If you have a query or report to make regarding security please contact Donald Stufft, Ernest W. Durbin III, or Richard Jones. All have GPG keys on key servers like pgp.mit.edu.

Donald's GPG key has key id 0x6E3CBCE93372DCFA (full fingerprint 7C6B 7C5D 5E2B 6356 A926 F04F 6E3C BCE9 3372 DCFA) and his email address is donald@python.org

Ernest's GPG key has key id 0x88159C24830F6F7E (full fingerprint 11CD 3DD9 8D7E 61C7 6D1A 3224 8815 9C24 830F 6F7E) and his email address is ernest@python.org

Richard's GPG key has key id 0xAC68AC0441C6E930 (full fingerprint 0145 FD2B 52E8 0A8E 329A 16C7 AC68 AC04 41C6 E930) and his email address is richard@python.org

You may also report issues in the PyPI bug tracker where reports may be made private.

Your Security

You may sign your uploads with GPG using the "--sign" argument to "python setup.py upload".
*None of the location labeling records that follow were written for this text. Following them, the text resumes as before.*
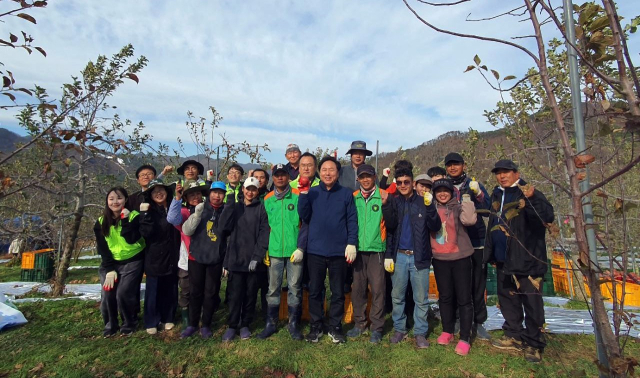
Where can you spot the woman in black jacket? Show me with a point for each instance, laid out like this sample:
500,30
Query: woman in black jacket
248,243
161,258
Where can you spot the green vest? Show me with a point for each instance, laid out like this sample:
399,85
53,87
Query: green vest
372,233
231,190
294,183
120,249
284,222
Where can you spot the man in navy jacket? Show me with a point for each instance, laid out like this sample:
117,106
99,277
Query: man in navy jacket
330,213
408,256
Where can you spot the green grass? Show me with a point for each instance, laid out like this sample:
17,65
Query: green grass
63,338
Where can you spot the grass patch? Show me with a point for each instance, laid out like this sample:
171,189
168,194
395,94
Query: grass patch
63,338
574,304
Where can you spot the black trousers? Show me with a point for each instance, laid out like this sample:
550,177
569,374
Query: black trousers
479,286
123,299
516,305
318,266
183,284
368,270
204,285
454,286
243,292
263,288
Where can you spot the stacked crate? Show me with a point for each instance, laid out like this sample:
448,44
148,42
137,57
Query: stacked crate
37,266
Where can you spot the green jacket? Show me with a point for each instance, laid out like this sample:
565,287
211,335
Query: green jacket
372,231
284,222
294,183
118,246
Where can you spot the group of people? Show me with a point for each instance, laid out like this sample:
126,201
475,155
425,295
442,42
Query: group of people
308,219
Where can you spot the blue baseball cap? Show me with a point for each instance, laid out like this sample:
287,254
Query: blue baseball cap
219,185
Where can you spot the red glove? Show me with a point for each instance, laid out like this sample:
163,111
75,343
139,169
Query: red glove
303,184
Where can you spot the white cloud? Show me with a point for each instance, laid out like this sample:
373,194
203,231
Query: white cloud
314,73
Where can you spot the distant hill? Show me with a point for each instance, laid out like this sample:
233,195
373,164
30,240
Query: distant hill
432,152
9,140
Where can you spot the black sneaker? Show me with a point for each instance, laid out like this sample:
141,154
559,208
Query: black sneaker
314,335
336,336
532,354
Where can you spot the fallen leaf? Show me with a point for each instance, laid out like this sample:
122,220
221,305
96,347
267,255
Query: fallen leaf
37,368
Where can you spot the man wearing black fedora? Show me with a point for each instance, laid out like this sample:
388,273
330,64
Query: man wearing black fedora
359,153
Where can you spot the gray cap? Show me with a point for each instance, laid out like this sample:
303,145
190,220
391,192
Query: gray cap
423,179
505,164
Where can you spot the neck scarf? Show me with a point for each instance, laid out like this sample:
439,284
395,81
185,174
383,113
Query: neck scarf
280,195
458,180
367,193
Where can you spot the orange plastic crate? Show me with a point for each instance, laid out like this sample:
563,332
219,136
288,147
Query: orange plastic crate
348,307
29,258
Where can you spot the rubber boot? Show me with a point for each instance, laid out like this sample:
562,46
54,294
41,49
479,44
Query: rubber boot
272,321
294,322
185,317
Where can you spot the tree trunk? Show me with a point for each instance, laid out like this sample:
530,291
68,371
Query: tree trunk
62,269
577,280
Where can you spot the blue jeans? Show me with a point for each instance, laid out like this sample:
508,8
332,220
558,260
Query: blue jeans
405,271
294,282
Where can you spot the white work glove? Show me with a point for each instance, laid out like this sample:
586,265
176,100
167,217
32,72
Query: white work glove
109,280
388,265
428,198
350,253
475,187
296,256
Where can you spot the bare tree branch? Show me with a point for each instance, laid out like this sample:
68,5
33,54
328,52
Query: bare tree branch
508,13
444,4
472,36
620,172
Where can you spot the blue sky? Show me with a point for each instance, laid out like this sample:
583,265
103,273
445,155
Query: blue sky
319,74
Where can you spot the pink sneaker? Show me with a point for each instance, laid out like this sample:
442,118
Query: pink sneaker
444,338
463,348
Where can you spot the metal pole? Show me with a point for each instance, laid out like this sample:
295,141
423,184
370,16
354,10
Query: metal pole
217,160
576,103
377,149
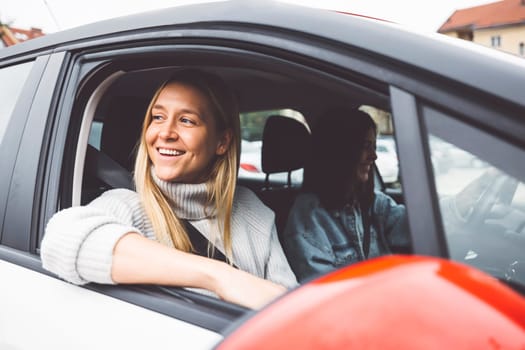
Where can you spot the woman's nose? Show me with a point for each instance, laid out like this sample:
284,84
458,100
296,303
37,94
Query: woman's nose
168,131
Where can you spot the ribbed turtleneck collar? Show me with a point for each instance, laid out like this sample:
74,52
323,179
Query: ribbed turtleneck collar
188,201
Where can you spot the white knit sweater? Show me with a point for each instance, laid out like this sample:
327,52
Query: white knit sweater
79,241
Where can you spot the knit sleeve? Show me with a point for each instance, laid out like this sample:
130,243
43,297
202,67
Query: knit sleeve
263,244
79,241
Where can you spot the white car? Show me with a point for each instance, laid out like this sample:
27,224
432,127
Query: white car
71,108
387,162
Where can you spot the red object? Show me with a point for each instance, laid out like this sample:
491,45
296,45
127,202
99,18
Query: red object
393,302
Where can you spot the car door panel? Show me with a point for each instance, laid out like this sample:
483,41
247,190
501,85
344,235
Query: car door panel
63,316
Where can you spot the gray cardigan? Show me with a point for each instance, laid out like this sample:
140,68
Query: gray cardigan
79,241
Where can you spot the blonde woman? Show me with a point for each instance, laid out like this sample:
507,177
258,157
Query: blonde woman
185,171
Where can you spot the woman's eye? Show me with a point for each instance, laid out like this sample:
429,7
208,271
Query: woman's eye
186,120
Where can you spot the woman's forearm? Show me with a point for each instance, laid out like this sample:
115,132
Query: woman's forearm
137,259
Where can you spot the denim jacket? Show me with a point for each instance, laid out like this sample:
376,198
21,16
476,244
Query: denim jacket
317,240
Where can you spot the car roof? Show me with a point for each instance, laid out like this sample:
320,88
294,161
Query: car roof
477,66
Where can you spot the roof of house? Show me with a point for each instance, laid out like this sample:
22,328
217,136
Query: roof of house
499,13
10,36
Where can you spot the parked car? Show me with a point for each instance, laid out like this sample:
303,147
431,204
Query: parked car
71,117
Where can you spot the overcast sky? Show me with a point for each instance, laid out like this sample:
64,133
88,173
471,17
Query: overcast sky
54,15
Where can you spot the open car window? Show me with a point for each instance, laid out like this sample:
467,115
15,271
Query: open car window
482,202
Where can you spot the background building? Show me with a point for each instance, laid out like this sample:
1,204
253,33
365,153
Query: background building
11,36
500,25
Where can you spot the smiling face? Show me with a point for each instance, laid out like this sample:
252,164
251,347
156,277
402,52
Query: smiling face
367,157
182,138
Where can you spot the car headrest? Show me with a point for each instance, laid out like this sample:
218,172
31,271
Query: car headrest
285,144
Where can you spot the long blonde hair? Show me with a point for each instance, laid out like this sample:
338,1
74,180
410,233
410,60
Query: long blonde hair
220,184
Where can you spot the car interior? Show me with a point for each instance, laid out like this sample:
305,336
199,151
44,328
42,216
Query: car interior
118,115
113,99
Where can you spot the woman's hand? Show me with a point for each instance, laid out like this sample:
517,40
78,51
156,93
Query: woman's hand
245,289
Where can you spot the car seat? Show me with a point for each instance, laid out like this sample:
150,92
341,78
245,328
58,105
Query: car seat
284,149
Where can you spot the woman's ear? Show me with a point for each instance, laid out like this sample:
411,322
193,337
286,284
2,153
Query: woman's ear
224,142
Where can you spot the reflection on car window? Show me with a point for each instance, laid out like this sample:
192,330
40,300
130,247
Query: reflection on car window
483,211
252,126
16,76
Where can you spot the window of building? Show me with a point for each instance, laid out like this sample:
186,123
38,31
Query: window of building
495,41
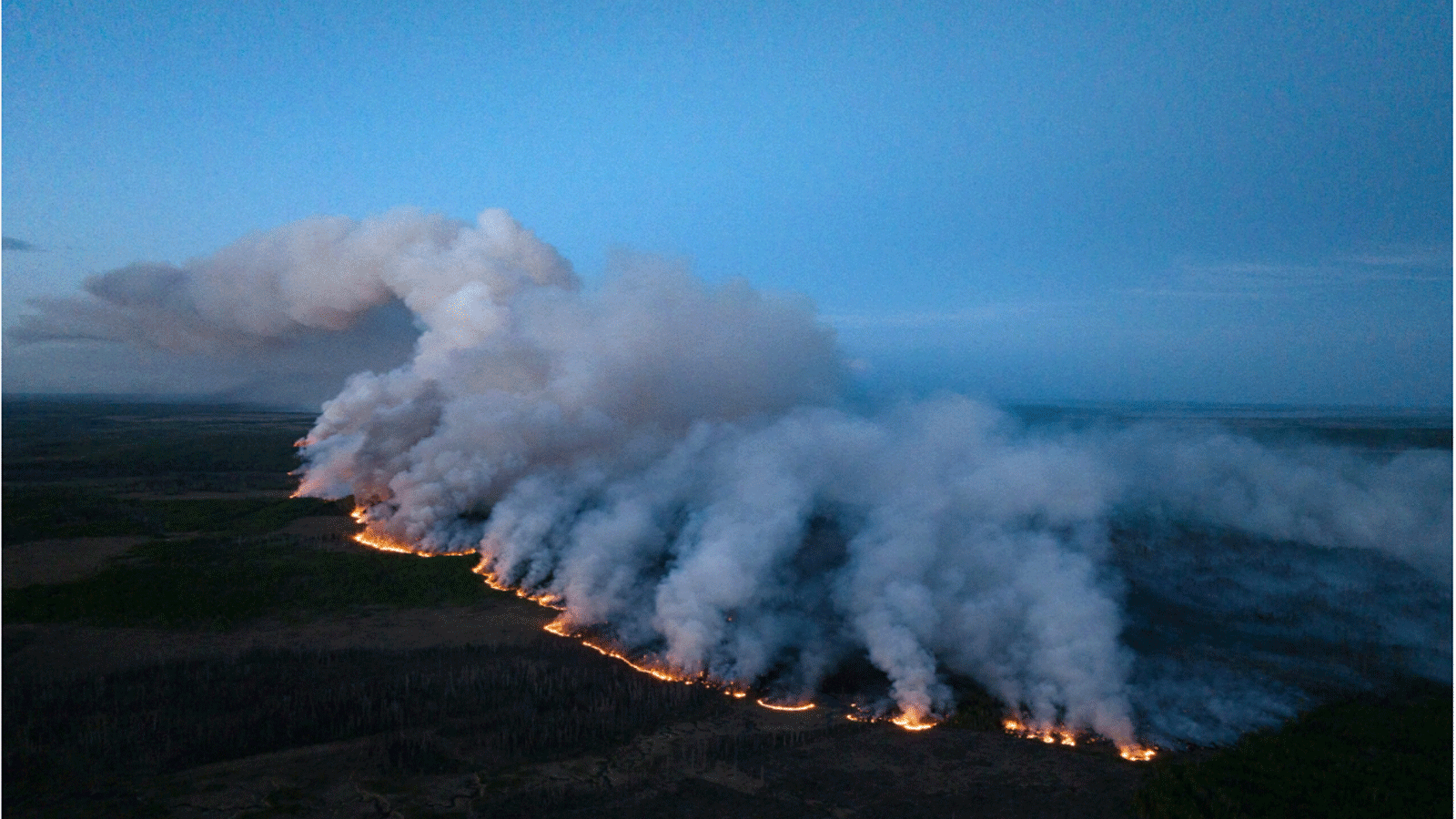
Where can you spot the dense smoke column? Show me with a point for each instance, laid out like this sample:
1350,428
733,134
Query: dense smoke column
673,464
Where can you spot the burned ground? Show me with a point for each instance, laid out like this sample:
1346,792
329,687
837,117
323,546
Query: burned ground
184,640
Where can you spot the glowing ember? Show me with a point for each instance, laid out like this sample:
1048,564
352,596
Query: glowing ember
1138,753
561,627
1056,734
778,707
914,722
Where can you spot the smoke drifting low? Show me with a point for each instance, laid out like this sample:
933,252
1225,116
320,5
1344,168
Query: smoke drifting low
676,465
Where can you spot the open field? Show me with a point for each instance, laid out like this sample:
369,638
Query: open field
181,639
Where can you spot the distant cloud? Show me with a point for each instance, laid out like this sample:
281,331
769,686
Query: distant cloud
1257,280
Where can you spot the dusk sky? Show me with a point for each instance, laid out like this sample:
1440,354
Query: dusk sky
1026,201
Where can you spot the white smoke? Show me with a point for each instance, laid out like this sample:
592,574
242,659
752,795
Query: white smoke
674,464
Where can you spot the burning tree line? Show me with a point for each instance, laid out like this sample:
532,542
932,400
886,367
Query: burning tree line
430,710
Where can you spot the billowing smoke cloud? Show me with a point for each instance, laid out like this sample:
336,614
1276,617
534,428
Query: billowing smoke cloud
674,465
288,305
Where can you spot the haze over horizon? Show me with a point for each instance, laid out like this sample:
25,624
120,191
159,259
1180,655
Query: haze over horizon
1019,203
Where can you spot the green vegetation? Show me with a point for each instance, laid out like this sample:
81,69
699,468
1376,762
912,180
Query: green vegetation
226,581
1376,755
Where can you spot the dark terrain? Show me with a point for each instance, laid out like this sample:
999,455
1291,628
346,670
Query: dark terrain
181,639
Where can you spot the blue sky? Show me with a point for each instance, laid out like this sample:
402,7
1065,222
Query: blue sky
1183,201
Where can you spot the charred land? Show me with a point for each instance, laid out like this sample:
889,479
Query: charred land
184,639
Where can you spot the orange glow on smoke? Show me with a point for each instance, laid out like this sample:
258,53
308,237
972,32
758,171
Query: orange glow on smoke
1138,753
1055,734
1060,734
383,542
912,722
791,707
558,627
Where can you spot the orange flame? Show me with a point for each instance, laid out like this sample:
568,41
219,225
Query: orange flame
1067,736
914,722
1136,753
560,627
778,707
Additionally you may avoid using the default HTTP authentication used on the site and instead upload using ssh.

The MD5 hash provided with files on PyPI exists only to provide some download corruption protection. It is not intended to provide any sort of security regarding tampering. Please use GPG signing for that.